Вернулась мать Ясуко вместе с медсестрой. Юити поручил жену двум женщинам, а сам вышел на балкон. С балкона на третьем этаже был виден весь больничный двор; в глаза ему отсвечивали многочисленные окна госпиталя напротив двора и застекленный лестничный пролет; он видел, как по лестнице спускалась медсестра в белом халате. Через стекло на лестничном пролете были прорисованы отчетливые параллельные линии. Их пересекало по диагонали отраженное дополуденное солнце, светившее с противоположной стороны.
В этом солнечном свечении Юити почуял запах дезинфекции, и затем он вспомнил слова Сюнсукэ: "Разве тебе не хотелось удостовериться в своей невиновности перед самим собой?"

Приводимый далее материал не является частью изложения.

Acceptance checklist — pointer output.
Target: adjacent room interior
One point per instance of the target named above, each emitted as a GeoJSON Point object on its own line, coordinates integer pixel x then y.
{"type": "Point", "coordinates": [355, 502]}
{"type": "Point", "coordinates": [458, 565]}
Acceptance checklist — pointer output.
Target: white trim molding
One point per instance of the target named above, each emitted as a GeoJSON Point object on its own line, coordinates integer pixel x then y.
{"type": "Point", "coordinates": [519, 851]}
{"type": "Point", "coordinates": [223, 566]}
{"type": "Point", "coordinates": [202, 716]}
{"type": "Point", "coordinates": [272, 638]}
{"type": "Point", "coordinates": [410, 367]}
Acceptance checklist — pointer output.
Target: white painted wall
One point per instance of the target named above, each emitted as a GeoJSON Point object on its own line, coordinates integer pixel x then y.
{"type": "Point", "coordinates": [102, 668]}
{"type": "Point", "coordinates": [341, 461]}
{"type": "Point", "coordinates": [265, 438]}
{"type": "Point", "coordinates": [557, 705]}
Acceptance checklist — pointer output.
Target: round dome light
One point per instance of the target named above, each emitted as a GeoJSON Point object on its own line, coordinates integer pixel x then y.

"В словах этого старикана всегда было что-то чарующее, как отрава… Я должен, говорит он, с абсолютным отвращением увидеть рождение своего ребенка. Он пророчит, что мне это будет по силам. В этом жестоком подстрекательстве, в этом сладостном соблазне его победоносная самоуверенность".
Он положил руку на железные перила балкона. И тотчас теплота ржавых перил, нагретых солнцем, напомнила ему о медовом месяце, когда он хлестал своим галстуком балконные перила в гостинице.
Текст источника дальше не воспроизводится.